Football fetishizes war. And race? The distinguished historian (and one-time star Georgia high school linebacker) Taylor Branch suggested in 2011 that college ball carries with it an “unmistakable whiff of the plantation.” Almond scents that same odor in professional football: “Can anyone really watch the NFL Combine—in which young, mostly African American men are made to run and jump and lift weights for the benefit of mostly old white coaches and us couch potatoes—and not see visual echoes of the slave auction?”

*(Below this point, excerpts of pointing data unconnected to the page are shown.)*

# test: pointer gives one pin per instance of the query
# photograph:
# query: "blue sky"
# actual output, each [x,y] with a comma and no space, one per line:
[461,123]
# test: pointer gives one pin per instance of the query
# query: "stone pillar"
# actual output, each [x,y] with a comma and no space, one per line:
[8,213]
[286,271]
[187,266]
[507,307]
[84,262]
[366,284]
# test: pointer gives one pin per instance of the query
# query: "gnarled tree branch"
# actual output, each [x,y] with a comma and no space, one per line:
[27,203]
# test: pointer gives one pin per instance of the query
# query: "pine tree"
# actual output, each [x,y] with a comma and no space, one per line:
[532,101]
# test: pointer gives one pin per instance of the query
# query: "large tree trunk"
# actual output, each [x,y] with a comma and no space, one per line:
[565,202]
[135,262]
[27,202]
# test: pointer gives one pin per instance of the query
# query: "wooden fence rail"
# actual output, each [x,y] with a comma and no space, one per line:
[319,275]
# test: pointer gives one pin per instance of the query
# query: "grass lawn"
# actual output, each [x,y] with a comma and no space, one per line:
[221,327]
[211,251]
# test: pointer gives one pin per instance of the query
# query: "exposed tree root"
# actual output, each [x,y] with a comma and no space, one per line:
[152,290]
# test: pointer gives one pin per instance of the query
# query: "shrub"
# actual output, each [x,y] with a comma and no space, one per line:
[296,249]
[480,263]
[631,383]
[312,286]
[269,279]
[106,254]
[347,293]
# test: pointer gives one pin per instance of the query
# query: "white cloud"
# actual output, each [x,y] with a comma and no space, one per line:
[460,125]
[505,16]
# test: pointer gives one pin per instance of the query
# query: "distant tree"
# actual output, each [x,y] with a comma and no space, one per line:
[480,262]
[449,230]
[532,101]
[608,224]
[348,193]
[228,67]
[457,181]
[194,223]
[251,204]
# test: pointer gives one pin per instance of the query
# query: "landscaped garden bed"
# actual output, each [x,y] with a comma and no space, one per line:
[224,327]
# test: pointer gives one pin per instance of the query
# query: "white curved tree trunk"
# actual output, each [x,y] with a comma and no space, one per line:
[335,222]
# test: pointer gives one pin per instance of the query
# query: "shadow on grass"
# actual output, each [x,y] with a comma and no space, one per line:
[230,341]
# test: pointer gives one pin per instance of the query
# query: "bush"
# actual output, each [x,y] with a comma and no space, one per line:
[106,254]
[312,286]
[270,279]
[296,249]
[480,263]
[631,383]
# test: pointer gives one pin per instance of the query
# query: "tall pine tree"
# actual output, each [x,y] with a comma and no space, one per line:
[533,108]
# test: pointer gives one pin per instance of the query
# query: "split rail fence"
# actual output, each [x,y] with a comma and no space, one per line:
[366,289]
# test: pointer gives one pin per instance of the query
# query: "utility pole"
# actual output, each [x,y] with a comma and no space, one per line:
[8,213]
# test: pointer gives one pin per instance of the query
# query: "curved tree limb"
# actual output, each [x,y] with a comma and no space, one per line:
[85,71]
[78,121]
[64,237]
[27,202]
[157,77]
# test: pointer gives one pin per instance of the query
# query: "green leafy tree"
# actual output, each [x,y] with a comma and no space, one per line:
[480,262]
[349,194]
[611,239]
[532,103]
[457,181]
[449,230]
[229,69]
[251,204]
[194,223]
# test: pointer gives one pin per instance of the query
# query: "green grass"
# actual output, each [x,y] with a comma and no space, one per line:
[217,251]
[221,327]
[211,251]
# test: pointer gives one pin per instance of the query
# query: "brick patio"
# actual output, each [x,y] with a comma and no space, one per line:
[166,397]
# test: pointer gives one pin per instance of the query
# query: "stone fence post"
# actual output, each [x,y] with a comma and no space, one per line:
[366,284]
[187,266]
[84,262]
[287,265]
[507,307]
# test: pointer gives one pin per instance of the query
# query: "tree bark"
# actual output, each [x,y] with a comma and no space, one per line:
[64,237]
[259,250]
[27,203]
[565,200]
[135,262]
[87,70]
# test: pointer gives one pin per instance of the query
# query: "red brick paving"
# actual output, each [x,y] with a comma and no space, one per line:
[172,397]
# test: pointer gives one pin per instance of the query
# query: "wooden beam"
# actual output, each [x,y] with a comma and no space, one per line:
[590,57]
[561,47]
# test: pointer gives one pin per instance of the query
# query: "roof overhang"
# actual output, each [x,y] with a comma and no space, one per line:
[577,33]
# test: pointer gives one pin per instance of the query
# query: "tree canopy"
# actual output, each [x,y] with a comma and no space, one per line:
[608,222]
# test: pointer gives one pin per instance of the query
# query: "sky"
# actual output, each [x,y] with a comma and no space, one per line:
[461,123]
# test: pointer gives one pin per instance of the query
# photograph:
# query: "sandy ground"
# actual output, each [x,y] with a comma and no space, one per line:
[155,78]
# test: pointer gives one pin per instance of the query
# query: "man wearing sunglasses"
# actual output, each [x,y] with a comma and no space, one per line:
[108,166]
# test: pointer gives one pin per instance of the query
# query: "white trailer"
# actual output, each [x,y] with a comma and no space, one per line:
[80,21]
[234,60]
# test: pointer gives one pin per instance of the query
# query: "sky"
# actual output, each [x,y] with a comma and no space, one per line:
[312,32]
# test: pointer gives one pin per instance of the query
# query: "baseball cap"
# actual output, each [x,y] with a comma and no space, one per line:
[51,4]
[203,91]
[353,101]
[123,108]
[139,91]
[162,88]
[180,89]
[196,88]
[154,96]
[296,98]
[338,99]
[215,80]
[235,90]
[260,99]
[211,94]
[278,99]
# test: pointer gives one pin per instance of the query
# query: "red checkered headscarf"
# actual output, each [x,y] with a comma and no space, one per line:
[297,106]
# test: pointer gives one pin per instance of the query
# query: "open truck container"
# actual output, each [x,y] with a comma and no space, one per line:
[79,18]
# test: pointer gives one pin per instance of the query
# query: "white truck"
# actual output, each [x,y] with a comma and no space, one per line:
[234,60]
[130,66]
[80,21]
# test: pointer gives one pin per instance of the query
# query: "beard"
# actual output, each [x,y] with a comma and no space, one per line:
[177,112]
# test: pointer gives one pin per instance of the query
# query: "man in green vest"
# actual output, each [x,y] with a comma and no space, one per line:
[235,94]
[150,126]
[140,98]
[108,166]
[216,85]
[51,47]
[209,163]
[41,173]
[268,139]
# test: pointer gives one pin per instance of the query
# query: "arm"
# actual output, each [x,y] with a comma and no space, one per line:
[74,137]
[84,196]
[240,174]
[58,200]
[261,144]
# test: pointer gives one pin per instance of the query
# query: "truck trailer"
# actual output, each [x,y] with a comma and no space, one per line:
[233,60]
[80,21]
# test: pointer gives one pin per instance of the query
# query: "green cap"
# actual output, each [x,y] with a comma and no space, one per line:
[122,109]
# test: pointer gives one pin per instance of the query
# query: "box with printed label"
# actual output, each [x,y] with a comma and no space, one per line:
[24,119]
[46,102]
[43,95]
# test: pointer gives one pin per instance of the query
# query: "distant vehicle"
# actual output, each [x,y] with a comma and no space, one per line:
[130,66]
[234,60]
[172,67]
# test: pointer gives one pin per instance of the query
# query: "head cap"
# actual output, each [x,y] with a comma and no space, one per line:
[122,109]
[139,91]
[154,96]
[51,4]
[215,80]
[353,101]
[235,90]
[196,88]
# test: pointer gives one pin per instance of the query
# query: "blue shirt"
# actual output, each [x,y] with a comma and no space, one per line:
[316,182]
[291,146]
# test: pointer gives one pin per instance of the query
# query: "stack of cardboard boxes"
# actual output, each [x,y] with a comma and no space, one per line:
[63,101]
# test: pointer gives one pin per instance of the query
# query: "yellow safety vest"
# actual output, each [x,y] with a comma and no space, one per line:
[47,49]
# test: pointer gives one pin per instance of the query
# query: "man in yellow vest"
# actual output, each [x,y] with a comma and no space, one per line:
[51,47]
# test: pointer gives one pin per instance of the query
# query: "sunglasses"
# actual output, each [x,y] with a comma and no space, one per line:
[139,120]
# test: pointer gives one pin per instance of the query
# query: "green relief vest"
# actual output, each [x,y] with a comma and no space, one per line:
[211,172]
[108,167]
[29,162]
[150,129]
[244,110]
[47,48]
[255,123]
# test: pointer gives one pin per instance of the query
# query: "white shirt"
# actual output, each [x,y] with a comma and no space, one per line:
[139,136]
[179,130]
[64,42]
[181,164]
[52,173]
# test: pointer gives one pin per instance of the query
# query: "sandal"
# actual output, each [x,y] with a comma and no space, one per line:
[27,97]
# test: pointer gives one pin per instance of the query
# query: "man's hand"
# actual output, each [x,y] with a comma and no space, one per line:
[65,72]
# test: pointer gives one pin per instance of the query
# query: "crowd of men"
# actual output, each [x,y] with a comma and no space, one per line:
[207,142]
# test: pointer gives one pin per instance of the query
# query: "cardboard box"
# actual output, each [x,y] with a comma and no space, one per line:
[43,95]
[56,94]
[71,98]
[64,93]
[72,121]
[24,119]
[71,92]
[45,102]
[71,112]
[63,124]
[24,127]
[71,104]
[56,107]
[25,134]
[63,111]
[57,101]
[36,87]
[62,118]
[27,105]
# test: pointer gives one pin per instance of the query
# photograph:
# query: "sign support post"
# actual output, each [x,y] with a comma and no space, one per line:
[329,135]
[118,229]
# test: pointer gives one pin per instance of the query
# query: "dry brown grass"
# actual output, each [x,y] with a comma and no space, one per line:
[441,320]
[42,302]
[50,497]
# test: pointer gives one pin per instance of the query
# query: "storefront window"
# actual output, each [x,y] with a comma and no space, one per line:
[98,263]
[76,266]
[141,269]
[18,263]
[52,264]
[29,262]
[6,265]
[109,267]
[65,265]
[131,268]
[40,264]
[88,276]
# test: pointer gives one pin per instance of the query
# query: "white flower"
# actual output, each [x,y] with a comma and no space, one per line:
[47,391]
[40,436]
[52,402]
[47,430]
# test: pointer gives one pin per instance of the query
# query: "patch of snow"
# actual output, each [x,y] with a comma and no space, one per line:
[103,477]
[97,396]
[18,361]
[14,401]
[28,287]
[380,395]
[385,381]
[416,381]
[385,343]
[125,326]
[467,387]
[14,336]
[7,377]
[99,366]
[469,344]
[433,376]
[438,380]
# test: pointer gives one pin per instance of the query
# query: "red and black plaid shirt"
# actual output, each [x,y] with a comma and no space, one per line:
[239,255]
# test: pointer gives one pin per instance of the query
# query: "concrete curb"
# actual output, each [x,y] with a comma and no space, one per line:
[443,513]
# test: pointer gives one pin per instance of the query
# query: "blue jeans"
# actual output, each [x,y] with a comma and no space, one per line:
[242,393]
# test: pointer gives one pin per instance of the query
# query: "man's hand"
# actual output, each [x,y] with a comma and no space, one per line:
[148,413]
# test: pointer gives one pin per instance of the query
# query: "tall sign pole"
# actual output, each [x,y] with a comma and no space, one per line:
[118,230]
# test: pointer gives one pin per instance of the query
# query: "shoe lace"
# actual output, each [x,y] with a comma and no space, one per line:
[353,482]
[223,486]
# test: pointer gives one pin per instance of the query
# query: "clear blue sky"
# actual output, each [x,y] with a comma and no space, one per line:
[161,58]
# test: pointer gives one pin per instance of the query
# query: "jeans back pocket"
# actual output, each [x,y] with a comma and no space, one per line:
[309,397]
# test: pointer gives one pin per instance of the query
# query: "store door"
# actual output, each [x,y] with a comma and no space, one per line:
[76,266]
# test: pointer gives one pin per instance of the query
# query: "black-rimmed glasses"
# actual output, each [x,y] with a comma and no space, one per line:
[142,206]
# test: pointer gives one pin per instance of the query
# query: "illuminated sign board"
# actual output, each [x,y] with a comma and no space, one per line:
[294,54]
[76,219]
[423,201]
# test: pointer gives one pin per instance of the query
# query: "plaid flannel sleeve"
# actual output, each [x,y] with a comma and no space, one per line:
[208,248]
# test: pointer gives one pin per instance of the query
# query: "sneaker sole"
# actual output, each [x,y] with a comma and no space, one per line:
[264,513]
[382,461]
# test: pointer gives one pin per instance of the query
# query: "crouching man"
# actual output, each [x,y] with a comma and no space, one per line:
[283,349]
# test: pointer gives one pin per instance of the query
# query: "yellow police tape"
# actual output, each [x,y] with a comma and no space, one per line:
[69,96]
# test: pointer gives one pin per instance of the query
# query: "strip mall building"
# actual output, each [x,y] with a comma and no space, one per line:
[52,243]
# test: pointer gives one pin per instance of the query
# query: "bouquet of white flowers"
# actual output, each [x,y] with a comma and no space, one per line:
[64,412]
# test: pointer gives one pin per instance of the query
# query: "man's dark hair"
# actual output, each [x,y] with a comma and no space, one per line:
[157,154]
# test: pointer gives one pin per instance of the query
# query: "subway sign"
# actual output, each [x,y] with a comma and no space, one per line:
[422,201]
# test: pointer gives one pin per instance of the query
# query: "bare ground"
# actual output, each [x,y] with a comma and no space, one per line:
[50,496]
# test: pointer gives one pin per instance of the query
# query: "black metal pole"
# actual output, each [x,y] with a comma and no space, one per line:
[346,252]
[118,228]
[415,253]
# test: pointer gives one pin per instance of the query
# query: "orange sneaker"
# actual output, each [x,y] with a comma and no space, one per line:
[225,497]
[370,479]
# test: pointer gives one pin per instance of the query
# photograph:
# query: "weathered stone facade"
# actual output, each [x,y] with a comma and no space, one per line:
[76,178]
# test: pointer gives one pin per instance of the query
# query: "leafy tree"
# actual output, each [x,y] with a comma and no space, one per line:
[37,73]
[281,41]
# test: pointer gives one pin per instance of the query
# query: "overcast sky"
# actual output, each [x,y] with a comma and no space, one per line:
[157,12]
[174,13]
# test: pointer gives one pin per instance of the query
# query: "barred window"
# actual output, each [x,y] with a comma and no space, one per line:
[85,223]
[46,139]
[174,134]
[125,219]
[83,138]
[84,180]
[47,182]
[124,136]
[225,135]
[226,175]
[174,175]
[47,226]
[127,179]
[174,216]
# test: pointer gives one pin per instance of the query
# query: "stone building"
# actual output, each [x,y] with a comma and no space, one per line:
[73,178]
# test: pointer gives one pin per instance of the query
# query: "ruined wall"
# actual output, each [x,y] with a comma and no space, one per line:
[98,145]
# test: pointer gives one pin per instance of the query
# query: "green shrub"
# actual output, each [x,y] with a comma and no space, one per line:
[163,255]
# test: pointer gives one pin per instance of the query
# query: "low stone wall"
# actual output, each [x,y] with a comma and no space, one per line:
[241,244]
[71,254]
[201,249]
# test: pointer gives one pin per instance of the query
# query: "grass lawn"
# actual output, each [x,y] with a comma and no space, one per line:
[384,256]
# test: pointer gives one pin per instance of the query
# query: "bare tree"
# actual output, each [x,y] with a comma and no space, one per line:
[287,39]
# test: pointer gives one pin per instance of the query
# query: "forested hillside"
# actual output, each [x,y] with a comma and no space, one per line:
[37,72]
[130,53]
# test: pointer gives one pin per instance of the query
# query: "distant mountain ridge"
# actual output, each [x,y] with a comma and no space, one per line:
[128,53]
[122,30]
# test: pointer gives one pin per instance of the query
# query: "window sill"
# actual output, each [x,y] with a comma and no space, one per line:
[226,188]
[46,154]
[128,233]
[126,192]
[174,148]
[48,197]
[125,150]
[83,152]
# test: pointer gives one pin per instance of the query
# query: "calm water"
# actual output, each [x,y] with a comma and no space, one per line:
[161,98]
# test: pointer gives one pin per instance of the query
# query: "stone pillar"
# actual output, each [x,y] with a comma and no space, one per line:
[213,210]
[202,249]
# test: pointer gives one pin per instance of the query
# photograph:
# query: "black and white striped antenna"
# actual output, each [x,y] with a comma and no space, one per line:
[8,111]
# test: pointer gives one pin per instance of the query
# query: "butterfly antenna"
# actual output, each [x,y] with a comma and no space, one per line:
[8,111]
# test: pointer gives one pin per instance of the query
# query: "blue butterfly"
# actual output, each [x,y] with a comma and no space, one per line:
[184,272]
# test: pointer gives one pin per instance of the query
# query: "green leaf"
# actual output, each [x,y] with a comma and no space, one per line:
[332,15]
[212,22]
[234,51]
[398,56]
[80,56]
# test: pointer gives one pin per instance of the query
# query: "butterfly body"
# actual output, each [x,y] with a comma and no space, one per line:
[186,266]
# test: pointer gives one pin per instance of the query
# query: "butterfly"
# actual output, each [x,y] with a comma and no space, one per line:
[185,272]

No wonder Almond’s getting lambasted. He pushes all our hottest buttons in Against Football, he’s unapologetic about his “obnoxious opinions” and uncomfortable questions, he hits us where we’re most tender. It may be that when it comes to football, America is like St. Augustine, who, in his Confessions, asks God to make him chaste, just not quite yet. We know about the concussions, the racism, the money, the deranged version of masculinity infecting football; we know it’s going to have to change. Just not yet, not this season.





Diane Roberts

Diane Roberts’s most recent book is Tribal: College Football and the Secret Heart of America. She lives in Tallahassee and is currently at work on a series of essays on white women.